As figuras femininas representadas lembram muito mais figuras gregas das imagens de Ártemis, deusa da caça e da guerra, que índias. A presença de um animal feroz ? a onça ? parece querer reforçar essa aproximação, pois esta deusa era também a senhora das feras. Talvez a evocação de tal semelhança deva-se ao caráter agressivo das mulheres dessa tribo.
Nas palavras de Valéria Marins, temos uma síntese da obra de Debret, "como podemos concluir a partir das análises feitas ao longo deste estudo, em sua obra sobre o Brasil, Debret conseguiu mais do que sua intenção inicial de registrar, numa série documental, diversos dados sobre as populações do Brasil do século XIX; contribuiu para a construção do imaginário brasileiro acerca de suas populações nativas".
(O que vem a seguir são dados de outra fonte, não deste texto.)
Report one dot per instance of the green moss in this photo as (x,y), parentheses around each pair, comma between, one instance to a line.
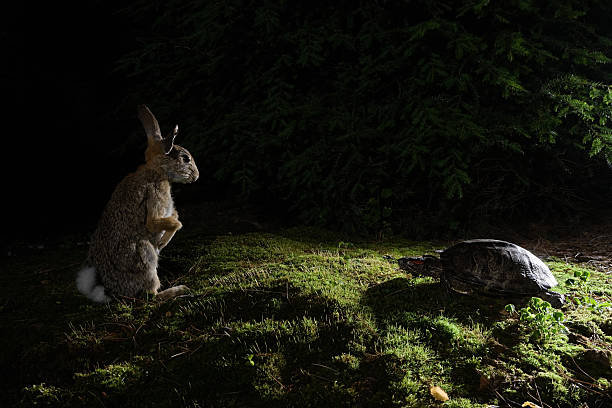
(294,318)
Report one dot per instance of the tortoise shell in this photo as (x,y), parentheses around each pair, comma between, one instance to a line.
(491,265)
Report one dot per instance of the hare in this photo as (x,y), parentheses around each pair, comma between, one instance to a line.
(138,222)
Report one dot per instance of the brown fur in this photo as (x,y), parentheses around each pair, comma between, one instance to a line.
(140,219)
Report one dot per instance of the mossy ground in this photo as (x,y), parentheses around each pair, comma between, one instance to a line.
(296,317)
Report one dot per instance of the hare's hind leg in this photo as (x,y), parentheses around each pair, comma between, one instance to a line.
(143,271)
(150,280)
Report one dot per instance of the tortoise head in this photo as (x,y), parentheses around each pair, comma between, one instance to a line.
(428,265)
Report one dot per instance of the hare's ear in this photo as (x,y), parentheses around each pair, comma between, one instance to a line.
(169,140)
(150,124)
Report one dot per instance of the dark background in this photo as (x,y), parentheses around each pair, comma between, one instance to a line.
(67,130)
(72,134)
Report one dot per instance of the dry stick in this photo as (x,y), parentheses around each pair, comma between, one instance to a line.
(506,401)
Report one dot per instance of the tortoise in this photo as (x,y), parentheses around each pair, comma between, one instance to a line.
(488,266)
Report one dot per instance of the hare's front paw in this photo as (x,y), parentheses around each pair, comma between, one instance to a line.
(172,292)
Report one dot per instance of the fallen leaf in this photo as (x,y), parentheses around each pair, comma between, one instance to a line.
(438,393)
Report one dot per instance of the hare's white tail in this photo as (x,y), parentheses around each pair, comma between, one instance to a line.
(86,284)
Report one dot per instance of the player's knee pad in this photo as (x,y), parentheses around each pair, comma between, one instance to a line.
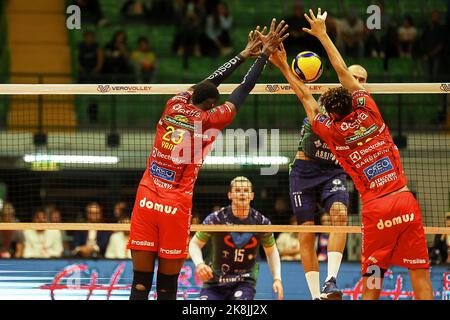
(142,283)
(166,286)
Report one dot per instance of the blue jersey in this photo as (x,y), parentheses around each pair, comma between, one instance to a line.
(233,255)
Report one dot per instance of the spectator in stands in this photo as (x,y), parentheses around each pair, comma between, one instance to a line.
(120,210)
(42,244)
(407,35)
(117,55)
(144,62)
(90,59)
(136,11)
(11,241)
(189,25)
(322,239)
(433,42)
(288,244)
(92,243)
(299,40)
(350,36)
(218,25)
(117,244)
(440,252)
(91,11)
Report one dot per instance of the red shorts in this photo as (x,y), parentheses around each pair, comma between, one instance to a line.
(160,225)
(392,233)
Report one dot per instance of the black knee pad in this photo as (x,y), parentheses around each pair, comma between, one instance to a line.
(166,286)
(142,283)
Contrastando com a visão satírica de Murilo Mendes, destacada no texto de Valmir de Souza, percebemos que os dois artistas, cada um com suas especificidades, tem visões antagônicas sobre os nativos brasileiros. Debret retrata o índio que aceitou a cultura e introjetou costumes europeu, de forma romântica e pacífica, misturando-os, com certa amabilidade, aos seus. Murilo Mendes os enxerga deglutindo essa cultura expansionista européia. O índio, para Mendes, aceita essa submissão, mas muito mais por uma imposição escravagista e capitalista do que por ter "boa-vontade" para com os homens brancos.
Murilo, muito provavelmente, tenha uma visão mais realista do que deve ter sido, para a população indígena, ser massacrada e escravizada pelo invasor. Enquanto a visão de Debret, mesmo tendo mais uma intenção documental do que crítica, mostra apenas uma certa subserviência de índio ao europeu.


Referências
BARROS, M. G. R. Jean Baptiste Debret: as representações artísticas do pintor-viajante no Rio de Janeiro do Século XIX. Revista Museu. Disponível em: <http://www.revistamuseu.com. br/artigos/art_.asp?id=2991>. Acesso em: 10 jun. 2009.
PICCOLI, Valéria. O Brasil na viagem pitoresca e histórica de Debret. 19&20 - A revista eletrônica de DezenoveVinte. V. II, n. 1, jan. 2007. Disponível em: <http://www.dezenovevinte.net/19e20/>. Acesso em: 11 jun. 2009.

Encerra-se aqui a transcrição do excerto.